My last post ventured forth in search of the brilliant wit of certain Presidents/would-be Presidents (past and present). Now I think it only fair to give equal time to the dim-witted musings of those of such sapience as to merit their own re-visiting. By so doing, I intend to demonstrate that a politician need not be Ronald Obama, Barack Reagan, or even Lucy Lou* to prove his/her comedic bone fides (or fidos, as the case may be) for high office.

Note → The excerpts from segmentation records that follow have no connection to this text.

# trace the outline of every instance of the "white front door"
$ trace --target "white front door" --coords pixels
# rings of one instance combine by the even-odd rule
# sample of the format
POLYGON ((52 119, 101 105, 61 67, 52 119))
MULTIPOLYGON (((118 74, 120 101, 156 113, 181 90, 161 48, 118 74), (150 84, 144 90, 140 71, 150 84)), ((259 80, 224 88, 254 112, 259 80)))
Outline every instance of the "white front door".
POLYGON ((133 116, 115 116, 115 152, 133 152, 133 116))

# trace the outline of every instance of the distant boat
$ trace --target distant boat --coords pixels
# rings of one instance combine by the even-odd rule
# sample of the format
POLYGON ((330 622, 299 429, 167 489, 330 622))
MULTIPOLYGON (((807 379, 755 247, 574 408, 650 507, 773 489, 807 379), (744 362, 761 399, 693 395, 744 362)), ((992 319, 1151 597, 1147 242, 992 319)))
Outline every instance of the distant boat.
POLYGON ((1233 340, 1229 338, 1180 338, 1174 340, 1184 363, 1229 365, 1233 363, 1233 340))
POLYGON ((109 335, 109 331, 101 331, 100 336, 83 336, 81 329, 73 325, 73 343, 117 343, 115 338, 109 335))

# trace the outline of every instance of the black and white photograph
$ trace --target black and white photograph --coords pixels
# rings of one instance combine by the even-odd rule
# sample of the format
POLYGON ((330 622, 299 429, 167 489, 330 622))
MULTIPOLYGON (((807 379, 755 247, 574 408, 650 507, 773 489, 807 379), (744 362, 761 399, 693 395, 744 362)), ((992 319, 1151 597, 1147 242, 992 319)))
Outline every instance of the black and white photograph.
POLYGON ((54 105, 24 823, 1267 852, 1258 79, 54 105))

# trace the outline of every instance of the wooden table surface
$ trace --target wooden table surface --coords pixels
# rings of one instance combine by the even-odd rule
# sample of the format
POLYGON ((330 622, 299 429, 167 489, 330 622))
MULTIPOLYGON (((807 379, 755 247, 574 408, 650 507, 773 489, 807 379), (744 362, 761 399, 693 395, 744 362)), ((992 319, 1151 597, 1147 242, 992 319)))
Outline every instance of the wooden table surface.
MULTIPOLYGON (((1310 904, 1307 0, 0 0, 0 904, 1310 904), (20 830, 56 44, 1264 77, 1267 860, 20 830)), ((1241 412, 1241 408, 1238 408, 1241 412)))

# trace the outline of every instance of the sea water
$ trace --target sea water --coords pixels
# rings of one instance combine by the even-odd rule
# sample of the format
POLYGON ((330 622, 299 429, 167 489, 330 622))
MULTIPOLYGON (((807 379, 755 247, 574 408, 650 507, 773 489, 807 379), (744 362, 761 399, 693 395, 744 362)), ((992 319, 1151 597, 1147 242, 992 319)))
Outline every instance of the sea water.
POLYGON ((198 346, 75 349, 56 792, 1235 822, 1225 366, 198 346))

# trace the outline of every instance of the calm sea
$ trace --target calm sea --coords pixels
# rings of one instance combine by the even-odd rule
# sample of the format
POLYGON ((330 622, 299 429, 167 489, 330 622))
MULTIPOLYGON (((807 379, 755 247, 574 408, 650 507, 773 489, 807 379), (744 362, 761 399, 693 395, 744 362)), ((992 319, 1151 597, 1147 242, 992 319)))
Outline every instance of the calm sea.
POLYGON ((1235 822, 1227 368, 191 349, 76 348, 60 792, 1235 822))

*canine Mayor of Rabbit Hash, KY, whose dogged bid for the Presidency regrettably went up in smoke when her campaign headquarters went down in flames:
So, without further adog, let us turn our attention to the business at hand (or paw):
When a great many people are unable to find work, unemployment results. –Calvin Coolidge
Rarely is the question asked, “Is our children learning?” –George W. Bush
The voters have spoken — the bastards! –Morris Udall (after his loss in the 1976 Democratic Presidential primary)
It isn’t pollution that’s harming our environment. It’s the impurities in our air and water that are doing it. –Dan Quayle (V.P. under George H. W. Bush and later a Presidential candidate for a short time)
Our enemies are innovative and resourceful, and so are we. They never stop thinking about new ways to harm our country, and neither do we. –George W. Bush
My friends, no matter how rough the road may be, we can and we will never, never surrender to what is right. –Dan Quayle
Too many good docs are getting out of the business. Too many OB-GYNs aren’t able to practice their love with women all across this country. –George W. Bush
I have made good judgments in the past. I have made good judgments in the future. –Dan Quayle
Hattie, I’m horny. –Bruce Babbitt to Mrs. Babbitt (not realizing his microphone was on) during his 1988 Democratic Presidential campaign
A zebra cannot change his spots. –Al Gore (not true; zebras change their spots every time they move — ha ha)
I want to be sure [the choice for new IRS commissioner] is a ruthless son of a bitch, that he will do what he’s told, that every income tax return I want to see, I see, [and] that he will go after our enemies and not our friends. If he isn’t, he doesn’t get the job. –Richard Nixon (May 1971 tapes)
There’s a place in Hell reserved for women who don’t support other women. –Sarah Palin on 10/4/08, when she was John McCain’s running mate
Well, Sarah, I may not be a woman, but I’ll be damned — who knew that you could be counted on to support Hillary Clinton for President in 2016? And now I can bring this post to a close, mercifully finding no need to inflict on my readers proof, in so many words, of The Donald’s endlessly witless qualifications.